"True Grit" the novel, a review

True GritTrue Grit by Charles Portis
My rating: 5 of 5 stars

I gave this book 5 stars because I simply haven’t enjoyed reading a novel as much as this one in a long time. Most people will be familiar with the story from the epic John Wayne movie and those with a childhood in the 1970s  probably remember it being on TV pretty much every Christmas. However, while the film tells the same story what is missing, what can only be got from reading the book (and what is probably the unique value of this tale) is how it is told.

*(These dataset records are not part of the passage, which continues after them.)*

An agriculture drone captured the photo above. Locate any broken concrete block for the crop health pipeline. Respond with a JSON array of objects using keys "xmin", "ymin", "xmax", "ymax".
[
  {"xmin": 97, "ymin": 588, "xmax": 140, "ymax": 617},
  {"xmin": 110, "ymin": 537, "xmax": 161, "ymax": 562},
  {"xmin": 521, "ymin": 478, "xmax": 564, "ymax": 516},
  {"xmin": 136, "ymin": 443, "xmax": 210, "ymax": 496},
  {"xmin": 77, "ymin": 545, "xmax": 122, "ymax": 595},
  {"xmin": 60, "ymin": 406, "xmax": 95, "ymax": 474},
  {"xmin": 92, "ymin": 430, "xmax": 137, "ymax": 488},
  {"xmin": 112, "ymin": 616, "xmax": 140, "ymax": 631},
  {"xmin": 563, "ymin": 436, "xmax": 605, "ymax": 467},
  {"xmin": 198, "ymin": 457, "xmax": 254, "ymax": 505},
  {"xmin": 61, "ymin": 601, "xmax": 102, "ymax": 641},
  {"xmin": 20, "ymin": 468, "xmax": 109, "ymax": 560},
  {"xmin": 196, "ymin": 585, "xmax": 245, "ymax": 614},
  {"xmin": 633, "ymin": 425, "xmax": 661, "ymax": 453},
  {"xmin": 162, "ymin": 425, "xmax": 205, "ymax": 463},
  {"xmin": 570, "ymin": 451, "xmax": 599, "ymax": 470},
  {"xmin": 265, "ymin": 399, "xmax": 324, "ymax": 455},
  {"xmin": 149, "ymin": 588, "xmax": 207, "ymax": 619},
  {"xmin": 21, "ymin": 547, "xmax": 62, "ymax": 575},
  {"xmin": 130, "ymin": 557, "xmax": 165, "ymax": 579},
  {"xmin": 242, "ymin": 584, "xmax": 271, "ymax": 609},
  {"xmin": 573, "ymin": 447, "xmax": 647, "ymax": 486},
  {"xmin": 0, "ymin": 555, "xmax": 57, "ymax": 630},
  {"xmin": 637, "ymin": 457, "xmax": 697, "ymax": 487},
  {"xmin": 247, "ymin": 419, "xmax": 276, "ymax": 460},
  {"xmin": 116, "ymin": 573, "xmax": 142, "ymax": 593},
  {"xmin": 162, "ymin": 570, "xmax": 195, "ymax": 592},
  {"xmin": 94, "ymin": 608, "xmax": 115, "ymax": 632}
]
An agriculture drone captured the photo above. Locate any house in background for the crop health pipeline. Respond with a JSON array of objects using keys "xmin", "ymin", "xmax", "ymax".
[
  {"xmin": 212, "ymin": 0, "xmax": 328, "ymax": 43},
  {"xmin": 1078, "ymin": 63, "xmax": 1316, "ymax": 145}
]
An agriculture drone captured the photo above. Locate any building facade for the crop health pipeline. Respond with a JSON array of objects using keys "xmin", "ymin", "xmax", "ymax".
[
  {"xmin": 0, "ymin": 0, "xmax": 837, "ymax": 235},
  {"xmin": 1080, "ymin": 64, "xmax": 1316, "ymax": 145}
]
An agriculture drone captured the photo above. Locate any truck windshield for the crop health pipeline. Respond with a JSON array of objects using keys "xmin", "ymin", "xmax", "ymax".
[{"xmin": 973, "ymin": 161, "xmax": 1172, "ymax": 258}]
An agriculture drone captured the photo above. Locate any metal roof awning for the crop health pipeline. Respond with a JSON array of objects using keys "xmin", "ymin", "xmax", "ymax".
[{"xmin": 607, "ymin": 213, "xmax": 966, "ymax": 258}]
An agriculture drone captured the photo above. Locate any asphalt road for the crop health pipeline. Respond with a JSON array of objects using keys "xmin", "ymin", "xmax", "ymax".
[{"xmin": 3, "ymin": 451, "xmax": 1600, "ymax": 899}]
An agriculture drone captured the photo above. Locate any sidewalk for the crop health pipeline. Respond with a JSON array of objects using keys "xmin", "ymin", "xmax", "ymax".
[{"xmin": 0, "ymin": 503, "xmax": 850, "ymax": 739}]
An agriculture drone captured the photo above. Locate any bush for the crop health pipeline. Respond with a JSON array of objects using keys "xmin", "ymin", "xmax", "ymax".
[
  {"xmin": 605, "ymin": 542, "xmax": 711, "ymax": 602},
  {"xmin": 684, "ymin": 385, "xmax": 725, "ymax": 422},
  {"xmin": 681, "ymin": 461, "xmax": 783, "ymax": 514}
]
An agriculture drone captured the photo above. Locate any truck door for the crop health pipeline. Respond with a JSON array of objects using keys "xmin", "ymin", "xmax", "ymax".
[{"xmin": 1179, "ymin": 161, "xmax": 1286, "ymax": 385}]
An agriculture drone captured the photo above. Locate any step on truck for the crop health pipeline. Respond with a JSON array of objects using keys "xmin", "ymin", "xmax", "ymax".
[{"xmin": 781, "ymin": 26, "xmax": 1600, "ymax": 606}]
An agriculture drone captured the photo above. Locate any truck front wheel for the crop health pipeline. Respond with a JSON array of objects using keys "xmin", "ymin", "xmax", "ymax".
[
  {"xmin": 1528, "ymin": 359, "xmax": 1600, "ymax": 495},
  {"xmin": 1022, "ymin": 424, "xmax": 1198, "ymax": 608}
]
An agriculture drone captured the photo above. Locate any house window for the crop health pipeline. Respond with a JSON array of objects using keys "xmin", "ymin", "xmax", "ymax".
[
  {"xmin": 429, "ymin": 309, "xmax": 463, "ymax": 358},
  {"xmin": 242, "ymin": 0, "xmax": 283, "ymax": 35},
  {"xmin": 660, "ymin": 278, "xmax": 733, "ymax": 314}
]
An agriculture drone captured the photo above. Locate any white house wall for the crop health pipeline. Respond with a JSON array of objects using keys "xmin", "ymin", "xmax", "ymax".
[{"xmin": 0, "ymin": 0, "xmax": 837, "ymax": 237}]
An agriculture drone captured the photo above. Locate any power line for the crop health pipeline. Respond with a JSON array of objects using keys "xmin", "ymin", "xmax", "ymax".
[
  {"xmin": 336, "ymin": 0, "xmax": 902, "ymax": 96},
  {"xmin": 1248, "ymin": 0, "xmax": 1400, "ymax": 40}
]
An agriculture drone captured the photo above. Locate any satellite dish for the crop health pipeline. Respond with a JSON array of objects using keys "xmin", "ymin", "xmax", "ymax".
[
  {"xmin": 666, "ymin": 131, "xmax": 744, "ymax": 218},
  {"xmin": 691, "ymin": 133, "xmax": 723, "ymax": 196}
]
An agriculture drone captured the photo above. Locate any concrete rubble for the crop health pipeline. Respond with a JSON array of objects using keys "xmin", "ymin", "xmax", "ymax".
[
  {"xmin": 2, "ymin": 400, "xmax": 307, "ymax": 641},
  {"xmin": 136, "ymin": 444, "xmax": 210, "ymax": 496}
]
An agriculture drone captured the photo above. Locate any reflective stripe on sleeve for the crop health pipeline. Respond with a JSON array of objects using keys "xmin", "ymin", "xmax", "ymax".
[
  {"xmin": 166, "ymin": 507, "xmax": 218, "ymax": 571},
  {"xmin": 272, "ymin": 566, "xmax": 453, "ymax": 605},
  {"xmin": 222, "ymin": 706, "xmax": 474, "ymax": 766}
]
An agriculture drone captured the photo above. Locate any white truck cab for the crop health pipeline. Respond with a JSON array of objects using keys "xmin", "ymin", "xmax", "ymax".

The plot is a quest for revenge. A “miserable scoundrel” shoots an upstanding member of the frontier Arkansas community and in a world of crooked lawyers and uncaring judges, his fourteen year old daughter takes it on herself to see that justice is done. It is she who narrates the tale and we see everything through her eyes. Headstrong, independent and single minded, Mattie Ross represents a certain character of frontier woman, the sort for whom the world is black and white and the moral ambiguities that plague many don’t get in her way. At one point late in the narrative, looking back as an old woman, she comments that many folk say her only loves are “her bank account and the Presbyterian Church” and that is about the depths of her introspection which perhaps gives a good idea of her character. Anyone coming from a Scots-Irish background will probably recognise her character straight away.
It is her single-minded, unquestioning pursuit of justice that drives the plot and leads her to team up with a Texas ranger called LeBeof and the inimitable Rooster Cogburn, a US Marshal every bit as much of a rogue as the outlaws they chase. It is natural justice, regardless of what the law thinks, that Mattie seeks and what Cogburn recognizes and responds to. An immature, at times unsympathetic character - she shoots a man in the head at one point and the reader is left with little doubt that the deed ever troubled her sleep - having the story told through her eyes reminded me of another classic of naive narration, Good Behaviour by Molly Keane.
All in all, the book is an excellent portrayal of the hard life on the frontier of the United States in the last century and the sort of personalities it took to forge that nation. Not always heroic, noble or pushed by high minded ideals, it was the Mattie Rosses and the Rooster Cogburns who probably did as much to build the West as the Lincolns.